De "handleiding voor eerbied" zou er dus zo uit kunnen zien:
- We zijn gered, dus we willen Hem daarvoor bedanken. dankbaar zijn.
- We serveer God vanuit een eerbiedig, onverdeeld hart.
- We brengen God onze Ontzag niet uit angst, maar uit diep respect voor Zijn heiligheid.
Excursus - Ontzag
Een succesvolle architect in een grote stad. Hij was trots op zijn vaardigheden, hield ervan gebouwen te ontwerpen en genoot van het respect dat hij in zijn beroep had verworven. Zijn leven was goed georganiseerd, hij vertrouwde op zijn kennis en zijn planning. Onzekerheden of dingen die niet rationeel te verklaren waren, hadden geen plaats in zijn leven.
Op een dag reed hij met zijn auto door een afgelegen berglandschap toen er plotseling een zware storm opstak. Binnen een paar minuten werd de lucht onheilspellend donker, de wind suisde over de weg en de zware regen maakte het zicht bijna onmogelijk.
Hij probeerde kalm te blijven, maar toen een bliksemschicht vlakbij insloeg en de donder zijn auto deed schudden, werd zijn vertrouwen aan diggelen geslagen. Voor het eerst in lange tijd voelde hij iets wat hij niet herkende: Ontzag.
Hij parkeerde aan de kant van de weg en keek door de voorruit naar de immense kracht van de natuur voor hem.
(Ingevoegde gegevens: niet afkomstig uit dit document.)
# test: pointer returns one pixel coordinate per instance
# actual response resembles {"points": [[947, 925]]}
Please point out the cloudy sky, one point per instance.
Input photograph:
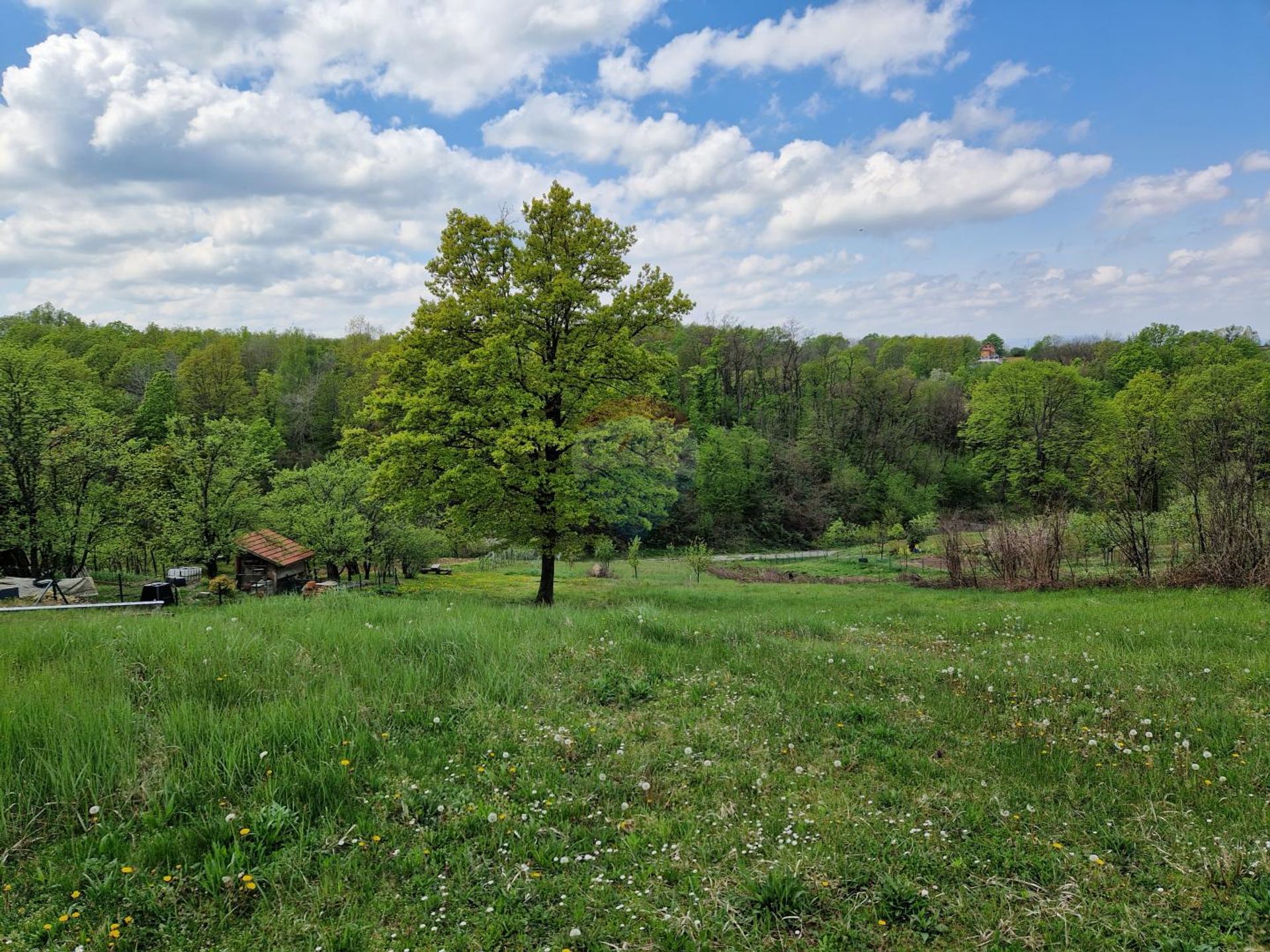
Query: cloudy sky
{"points": [[865, 165]]}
Plotseling besefte hij hoe klein en kwetsbaar hij was. Hier, midden in de storm, konden zijn intelligentie, kennis of geld hem niet helpen. Hij was volledig aan hen overgeleverd.
Op dat moment herinnerde hij zich een vers uit de Psalmen dat zijn grootmoeder hem als kind had geleerd. Psalm 8:45 vraagt: "Als ik naar uw hemelen kijk, het werk van uw vingers, de maan en de sterren die u bereid hebt:Wat is de mens, dat Gij op hem let, en de mensenzoon, dat Gij op hem let?".
Toen de storm langzaam ging liggen en de hemel weer opklaarde, voelde hij een diep gevoel van nederigheid en dankbaarheid. Hij besefte dat hij niet alles in zijn leven zelf in de hand had en dat er een macht was die groter was dan alles wat hij tot dan toe als gezaghebbend en belangrijk had beschouwd.
Vanaf die dag begon hij de wereld met andere ogen te zien. Hij nam meer tijd om de schoonheid van de natuur te aanschouwen, begon weer te bidden en na te denken over dingen die zijn eigen kennis te boven gingen. Hij begreep dat eerbied niet betekent dat je je klein of waardeloos voelt, maar gewoon dat je erkent dat er iets groters is dat ons leven in stand houdt en leidt dan we met ons verstand kunnen bevatten.
De ontmoeting met ontzag had hem veranderd, niet geïntimideerd, maar hem een nieuwe kijk op het leven gegeven.